The announcement was made as the head of the shuttle program Ron Dittemore resigned from the National Aeronautics and Space Administration (NASA), though he insisted he had planned to quit before shuttle disintegrated on re-entry February 1, killing all seven crew on board.

"I think flying within a year of the event is possible," said Michael Kostelnik, NASA's deputy associate administrator for the shuttle program.

"Will it be likely or not, we'll have to wait and see what the board determines to be the cause, and the recommendations they make," he said.

Concern has been expressed that a prolonged suspension of the shuttle flights could affect the orbiting International Space Station (ISS).

"If we are able to return to flight in the January, February, March time frame, which hopefully is possible, that would take a lot of pressure off having to resupply" the ISS, the NASA administrator said.

Kostelnik's estimate of when flights could resume was more conservative than one last month in which he spoke of flights by the end of the year, but which he retracted last week.

The final word, he said would come from the Columbia Accident Investigation Board (CAIB), which is probing the reason the breakup of the shuttle as it hurtled toward its scheduled landing in Florida, and changes necessary to prevent a repetition.

The Orlando Sentinel newspaper in Florida has quoted internal NASA reports blaming the accident on a piece of foam insulation that dislodged from the shuttle on takeoff and damaged some of the shuttle's heat shield tiles.

According to the report, the damage allowed the super-heated gases generated on re-entry into the atmosphere to penetrate the shuttle skin causing the disintegration.

Kostelnik dismissed the report as "speculation from different media".

The resignation of the head of the shuttle program is a new blow as the agency awaits the result of the board's inquiry.

Dittemore, 51, who has been with NASA for 26 years, became the agency's public face during the briefings that followed the Columbia tragedy.

He said in a statement issued by NASA that his decision to leave was "a very difficult one, but it is a decision that I began struggling with long before the tragedy of the Columbia accident.

"The timing of my departure is based on what I believe will allow for the smoothest management transition possible, as the pace of work to return the shuttle to flight begins to ramp up."

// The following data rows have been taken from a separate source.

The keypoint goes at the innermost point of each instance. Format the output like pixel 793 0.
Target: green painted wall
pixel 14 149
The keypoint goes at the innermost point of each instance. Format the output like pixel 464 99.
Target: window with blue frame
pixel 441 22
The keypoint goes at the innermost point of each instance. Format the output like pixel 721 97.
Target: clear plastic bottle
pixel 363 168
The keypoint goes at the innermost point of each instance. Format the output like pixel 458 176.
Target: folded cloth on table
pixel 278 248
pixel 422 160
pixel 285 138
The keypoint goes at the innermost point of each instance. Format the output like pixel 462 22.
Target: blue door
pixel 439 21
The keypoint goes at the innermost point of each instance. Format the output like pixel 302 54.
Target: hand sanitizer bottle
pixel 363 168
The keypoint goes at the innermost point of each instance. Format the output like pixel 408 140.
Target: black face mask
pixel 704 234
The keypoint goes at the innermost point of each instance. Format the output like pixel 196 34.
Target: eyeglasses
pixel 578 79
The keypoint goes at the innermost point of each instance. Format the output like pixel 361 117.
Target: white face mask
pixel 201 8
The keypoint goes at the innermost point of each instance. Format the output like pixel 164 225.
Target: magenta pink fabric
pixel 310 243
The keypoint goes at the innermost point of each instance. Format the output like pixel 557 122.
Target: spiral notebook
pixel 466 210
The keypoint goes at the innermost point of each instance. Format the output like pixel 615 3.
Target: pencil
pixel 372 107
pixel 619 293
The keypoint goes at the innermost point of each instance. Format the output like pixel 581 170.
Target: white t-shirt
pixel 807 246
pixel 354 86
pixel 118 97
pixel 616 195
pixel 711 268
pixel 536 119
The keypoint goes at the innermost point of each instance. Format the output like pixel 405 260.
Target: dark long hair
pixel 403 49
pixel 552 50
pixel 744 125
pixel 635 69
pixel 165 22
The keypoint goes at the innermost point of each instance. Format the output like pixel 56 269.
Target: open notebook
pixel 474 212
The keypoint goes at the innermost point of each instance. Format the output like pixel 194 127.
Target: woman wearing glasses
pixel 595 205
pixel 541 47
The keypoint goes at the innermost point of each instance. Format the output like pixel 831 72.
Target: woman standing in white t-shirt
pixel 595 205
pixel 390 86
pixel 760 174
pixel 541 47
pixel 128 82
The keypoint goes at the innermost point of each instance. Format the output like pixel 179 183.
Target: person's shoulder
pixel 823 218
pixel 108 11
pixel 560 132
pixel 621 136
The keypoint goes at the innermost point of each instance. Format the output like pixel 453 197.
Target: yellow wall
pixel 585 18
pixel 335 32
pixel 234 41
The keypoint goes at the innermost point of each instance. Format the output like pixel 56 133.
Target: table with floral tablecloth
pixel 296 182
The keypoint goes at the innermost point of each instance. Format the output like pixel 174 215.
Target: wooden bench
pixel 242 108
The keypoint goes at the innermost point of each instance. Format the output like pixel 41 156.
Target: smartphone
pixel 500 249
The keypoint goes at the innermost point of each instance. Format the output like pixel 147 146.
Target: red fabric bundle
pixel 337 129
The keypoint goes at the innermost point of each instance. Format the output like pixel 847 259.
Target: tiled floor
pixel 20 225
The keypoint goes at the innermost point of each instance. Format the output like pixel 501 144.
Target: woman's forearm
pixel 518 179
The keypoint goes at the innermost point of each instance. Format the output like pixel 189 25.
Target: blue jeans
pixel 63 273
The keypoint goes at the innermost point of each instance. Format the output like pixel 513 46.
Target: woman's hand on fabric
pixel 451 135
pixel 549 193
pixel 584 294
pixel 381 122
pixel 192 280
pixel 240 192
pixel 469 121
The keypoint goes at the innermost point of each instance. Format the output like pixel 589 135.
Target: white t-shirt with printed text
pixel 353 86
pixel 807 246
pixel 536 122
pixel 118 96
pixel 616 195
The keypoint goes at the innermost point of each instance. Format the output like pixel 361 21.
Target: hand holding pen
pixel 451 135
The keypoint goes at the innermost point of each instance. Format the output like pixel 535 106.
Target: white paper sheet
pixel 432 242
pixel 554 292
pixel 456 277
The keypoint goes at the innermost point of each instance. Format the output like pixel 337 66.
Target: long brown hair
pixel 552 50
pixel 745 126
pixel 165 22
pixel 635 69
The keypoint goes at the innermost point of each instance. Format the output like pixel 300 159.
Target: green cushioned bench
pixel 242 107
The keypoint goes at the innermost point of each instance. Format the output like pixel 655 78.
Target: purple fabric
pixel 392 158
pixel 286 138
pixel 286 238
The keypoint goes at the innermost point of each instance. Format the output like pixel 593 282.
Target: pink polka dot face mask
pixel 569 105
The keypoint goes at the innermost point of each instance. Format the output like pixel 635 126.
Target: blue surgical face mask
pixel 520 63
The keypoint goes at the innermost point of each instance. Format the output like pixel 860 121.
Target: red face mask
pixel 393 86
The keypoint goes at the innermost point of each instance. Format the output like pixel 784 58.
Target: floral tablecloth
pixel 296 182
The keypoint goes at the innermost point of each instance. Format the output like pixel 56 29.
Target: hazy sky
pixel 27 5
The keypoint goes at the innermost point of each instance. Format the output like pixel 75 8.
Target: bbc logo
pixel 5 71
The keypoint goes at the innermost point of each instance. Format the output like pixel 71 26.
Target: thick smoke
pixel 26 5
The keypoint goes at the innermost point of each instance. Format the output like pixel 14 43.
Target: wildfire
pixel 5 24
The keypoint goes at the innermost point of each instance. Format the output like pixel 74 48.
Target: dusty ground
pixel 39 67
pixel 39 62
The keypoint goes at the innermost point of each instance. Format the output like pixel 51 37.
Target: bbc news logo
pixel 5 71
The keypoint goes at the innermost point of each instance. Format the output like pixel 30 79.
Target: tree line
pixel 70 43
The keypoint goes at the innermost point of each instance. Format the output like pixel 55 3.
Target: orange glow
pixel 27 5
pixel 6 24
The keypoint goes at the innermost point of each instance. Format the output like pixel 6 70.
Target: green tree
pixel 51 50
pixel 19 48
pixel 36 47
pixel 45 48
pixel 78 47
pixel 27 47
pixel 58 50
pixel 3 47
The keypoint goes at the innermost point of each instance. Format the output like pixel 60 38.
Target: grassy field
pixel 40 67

Dittemore said he was leaving to join the private sector, but would remain until the CAIB finishes its investigation "and a complete return to flight path has been established."

Kostelnik said Dittemore had been "an integral part of the space shuttle program" for more than a quarter-century.

"I'm pleased Ron has decided to stay until our return to flight efforts are well established and I wish him the best as he begins a new chapter in his life."